甲府連隊の連隊長が、『ぜひ譲って欲しい!』と願ったほど、父が乗っていた馬は「駿馬(しゅんめ)」だったそうです。その街にあった父の事務所と軍需工場のあった山村との間を往来するために、父は馬を使っていたのです。ある時、馬の世話をする方の、子供さんが病気になって、滋養のある食べ物をたべさせなければならなかったのです。その人は、なんと父の馬を潰して、肉にしてしまい、子供に食べさせてしまいました。父は知らずに、その人の届けた「馬肉」を食べてしまったのです。せめてもの罪滅ぼしにと、そうした彼を、父は、我が子を思う彼の「父性愛」に免じて、不問に付したと、生まれる前の話を母に聞いたことがあります。

だからでしょうか、晩年の父が、ごろっと炬燵に横になりながら、「めんこい仔馬」を歌っていたことがありました。あの馬には、「⚪️⚪️号」とか「太郎」とか名前があって、呼びかけて大事にしていたことでしょう。ですから、きっと自分の愛馬やあの家族を思い出し、戦時中にはやっていたこの歌を口ずさんだのでしょう。その父も61で亡くなり、父の逝った年齢を八つも超えてしまっている今の私は、時々、アルバムに父の五十代の写真を見ることがあります。父より老けている自分の顔と見比べて、やはり似てきているので苦笑してしまいます。その父の数少ない愛唱歌の一つでした。

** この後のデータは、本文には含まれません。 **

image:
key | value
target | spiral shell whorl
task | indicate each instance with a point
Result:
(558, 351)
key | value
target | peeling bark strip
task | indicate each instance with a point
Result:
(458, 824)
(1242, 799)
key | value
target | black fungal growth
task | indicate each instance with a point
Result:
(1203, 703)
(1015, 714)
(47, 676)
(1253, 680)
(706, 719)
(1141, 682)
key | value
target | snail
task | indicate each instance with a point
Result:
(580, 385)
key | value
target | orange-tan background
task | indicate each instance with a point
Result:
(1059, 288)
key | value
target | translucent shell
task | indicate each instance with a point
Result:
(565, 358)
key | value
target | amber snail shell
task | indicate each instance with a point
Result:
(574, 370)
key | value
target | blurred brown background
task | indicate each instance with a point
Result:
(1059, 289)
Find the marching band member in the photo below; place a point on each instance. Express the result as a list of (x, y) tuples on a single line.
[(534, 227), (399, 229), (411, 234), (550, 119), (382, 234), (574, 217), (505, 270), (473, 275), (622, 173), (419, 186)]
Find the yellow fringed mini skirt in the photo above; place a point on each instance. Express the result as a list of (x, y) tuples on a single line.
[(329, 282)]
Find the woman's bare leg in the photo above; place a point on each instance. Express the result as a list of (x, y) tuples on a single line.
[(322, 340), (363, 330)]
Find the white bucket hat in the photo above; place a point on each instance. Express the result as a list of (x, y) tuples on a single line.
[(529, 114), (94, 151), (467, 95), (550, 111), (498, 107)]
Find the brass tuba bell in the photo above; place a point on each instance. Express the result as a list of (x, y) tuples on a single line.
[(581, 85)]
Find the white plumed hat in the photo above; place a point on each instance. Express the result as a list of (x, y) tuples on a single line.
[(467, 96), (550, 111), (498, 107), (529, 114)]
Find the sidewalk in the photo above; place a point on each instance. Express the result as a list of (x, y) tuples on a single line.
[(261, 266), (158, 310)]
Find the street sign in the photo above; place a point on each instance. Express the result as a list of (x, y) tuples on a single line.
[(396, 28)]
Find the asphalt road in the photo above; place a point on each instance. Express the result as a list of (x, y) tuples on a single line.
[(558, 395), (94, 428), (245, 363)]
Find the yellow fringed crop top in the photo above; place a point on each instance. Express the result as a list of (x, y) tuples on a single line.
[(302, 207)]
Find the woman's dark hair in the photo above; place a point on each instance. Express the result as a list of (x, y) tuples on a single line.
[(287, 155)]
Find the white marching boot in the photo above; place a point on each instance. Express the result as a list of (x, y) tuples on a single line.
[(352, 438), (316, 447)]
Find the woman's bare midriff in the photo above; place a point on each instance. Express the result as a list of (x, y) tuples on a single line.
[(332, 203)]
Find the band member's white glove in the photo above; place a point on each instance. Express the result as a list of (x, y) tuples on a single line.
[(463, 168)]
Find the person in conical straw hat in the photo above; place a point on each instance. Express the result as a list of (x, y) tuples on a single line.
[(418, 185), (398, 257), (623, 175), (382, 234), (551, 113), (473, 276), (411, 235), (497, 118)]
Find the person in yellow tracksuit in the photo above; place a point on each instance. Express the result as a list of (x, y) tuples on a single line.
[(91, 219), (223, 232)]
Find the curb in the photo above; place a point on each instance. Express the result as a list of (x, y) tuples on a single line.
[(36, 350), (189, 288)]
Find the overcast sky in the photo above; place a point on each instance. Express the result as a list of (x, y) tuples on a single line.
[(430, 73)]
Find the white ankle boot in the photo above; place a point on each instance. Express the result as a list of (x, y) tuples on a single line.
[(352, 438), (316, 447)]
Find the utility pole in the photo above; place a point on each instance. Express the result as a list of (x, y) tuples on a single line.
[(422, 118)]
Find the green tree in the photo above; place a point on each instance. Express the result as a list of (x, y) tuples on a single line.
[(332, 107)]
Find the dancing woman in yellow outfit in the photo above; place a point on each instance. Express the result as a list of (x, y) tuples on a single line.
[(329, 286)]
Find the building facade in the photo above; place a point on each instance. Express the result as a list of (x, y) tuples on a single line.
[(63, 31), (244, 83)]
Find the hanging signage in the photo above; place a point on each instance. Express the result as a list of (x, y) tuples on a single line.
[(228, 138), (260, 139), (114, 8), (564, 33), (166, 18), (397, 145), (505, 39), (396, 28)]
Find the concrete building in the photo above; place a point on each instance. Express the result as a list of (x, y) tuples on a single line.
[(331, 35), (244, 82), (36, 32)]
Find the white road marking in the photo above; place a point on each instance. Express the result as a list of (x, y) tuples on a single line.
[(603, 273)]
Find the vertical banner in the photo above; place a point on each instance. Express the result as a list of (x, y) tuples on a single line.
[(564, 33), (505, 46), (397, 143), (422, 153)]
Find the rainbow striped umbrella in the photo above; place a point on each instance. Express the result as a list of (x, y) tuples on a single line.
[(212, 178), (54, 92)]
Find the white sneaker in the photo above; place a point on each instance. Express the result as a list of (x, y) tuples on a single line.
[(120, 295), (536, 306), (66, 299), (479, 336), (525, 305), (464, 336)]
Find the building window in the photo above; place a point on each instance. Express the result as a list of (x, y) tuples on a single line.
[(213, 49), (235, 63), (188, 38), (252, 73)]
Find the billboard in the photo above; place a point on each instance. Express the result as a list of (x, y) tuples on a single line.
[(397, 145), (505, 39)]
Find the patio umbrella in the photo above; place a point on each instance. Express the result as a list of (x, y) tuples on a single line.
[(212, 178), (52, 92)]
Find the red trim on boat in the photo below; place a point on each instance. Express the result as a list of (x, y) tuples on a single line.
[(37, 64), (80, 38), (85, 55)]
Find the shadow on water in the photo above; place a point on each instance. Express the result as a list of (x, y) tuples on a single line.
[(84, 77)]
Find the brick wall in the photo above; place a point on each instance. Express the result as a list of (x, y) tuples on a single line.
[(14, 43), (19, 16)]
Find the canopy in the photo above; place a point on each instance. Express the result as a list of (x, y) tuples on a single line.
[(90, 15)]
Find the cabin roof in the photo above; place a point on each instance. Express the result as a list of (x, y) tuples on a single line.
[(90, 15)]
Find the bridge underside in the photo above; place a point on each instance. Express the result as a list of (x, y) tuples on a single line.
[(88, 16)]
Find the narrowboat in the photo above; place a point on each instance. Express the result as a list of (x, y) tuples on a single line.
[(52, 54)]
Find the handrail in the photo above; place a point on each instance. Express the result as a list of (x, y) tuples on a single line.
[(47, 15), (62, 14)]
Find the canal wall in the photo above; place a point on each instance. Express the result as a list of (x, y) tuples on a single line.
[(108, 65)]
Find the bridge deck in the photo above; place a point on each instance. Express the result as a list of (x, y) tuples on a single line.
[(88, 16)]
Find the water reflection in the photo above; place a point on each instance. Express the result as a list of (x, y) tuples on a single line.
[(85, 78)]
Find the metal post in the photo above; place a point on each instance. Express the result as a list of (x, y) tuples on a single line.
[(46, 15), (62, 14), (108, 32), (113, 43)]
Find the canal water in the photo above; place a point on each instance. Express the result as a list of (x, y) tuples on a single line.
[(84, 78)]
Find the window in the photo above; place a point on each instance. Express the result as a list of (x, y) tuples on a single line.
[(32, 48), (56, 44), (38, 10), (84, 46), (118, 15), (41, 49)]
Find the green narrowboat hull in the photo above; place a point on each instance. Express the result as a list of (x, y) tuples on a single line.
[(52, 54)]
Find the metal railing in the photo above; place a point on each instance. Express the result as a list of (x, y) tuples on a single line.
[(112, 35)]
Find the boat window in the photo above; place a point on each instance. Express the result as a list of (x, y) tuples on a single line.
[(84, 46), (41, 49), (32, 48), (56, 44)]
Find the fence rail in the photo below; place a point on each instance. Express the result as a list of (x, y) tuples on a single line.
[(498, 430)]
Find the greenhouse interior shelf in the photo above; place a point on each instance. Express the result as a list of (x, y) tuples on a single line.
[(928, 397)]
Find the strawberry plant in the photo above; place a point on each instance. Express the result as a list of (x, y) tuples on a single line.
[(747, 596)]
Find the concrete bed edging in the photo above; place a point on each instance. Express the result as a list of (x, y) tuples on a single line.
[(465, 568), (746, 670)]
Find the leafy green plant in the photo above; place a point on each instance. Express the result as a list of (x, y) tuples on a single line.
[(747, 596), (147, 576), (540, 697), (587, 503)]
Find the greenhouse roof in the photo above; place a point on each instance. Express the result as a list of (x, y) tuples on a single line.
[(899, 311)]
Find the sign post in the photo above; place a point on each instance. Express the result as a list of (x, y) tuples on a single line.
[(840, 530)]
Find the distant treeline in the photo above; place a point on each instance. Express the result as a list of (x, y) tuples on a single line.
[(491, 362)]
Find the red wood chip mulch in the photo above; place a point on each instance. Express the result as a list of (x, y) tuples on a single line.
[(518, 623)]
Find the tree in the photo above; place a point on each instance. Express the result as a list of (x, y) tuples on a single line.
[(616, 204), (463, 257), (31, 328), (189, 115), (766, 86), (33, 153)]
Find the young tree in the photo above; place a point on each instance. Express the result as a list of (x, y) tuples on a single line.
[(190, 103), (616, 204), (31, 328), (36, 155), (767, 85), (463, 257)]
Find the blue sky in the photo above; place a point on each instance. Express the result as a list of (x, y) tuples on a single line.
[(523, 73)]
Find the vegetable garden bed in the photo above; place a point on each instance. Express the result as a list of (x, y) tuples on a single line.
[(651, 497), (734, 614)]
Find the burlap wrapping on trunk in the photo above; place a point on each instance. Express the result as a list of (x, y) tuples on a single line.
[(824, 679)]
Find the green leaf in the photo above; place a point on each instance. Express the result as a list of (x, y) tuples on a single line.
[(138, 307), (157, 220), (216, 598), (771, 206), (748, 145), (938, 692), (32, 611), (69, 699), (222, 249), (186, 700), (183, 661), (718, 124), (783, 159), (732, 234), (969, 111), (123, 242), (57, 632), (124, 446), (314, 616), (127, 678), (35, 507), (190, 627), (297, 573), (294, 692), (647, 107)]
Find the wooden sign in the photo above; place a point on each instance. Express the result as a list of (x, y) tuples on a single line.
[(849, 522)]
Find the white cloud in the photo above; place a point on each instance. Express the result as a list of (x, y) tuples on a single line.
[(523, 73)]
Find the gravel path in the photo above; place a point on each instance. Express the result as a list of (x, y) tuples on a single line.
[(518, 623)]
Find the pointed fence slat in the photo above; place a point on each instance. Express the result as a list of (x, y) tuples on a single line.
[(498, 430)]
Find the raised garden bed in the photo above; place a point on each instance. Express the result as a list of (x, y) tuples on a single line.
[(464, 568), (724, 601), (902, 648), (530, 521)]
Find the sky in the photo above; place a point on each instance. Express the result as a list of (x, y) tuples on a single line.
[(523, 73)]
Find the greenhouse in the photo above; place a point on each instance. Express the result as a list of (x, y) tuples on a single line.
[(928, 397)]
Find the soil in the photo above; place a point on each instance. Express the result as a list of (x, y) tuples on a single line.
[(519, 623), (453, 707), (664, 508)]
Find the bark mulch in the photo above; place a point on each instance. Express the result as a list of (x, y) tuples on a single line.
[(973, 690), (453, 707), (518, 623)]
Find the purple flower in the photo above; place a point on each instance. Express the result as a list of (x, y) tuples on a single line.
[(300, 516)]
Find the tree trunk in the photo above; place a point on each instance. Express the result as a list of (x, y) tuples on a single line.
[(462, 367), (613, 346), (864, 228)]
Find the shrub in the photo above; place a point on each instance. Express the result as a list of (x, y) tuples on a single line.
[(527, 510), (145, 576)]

今、父が青年の日を過ごした瀋陽(父は「奉天」と言っていました)から、はるかに遠い華南の街で教師をしています。なんだか『雅!』と呼びかける声が聞こえてきそうです。この夏が来ますと、滞華満八年になります。父を思い出しながら、「めんこい仔馬」を、そっと口ずさんでいる、「労働節」の休みで週末であります。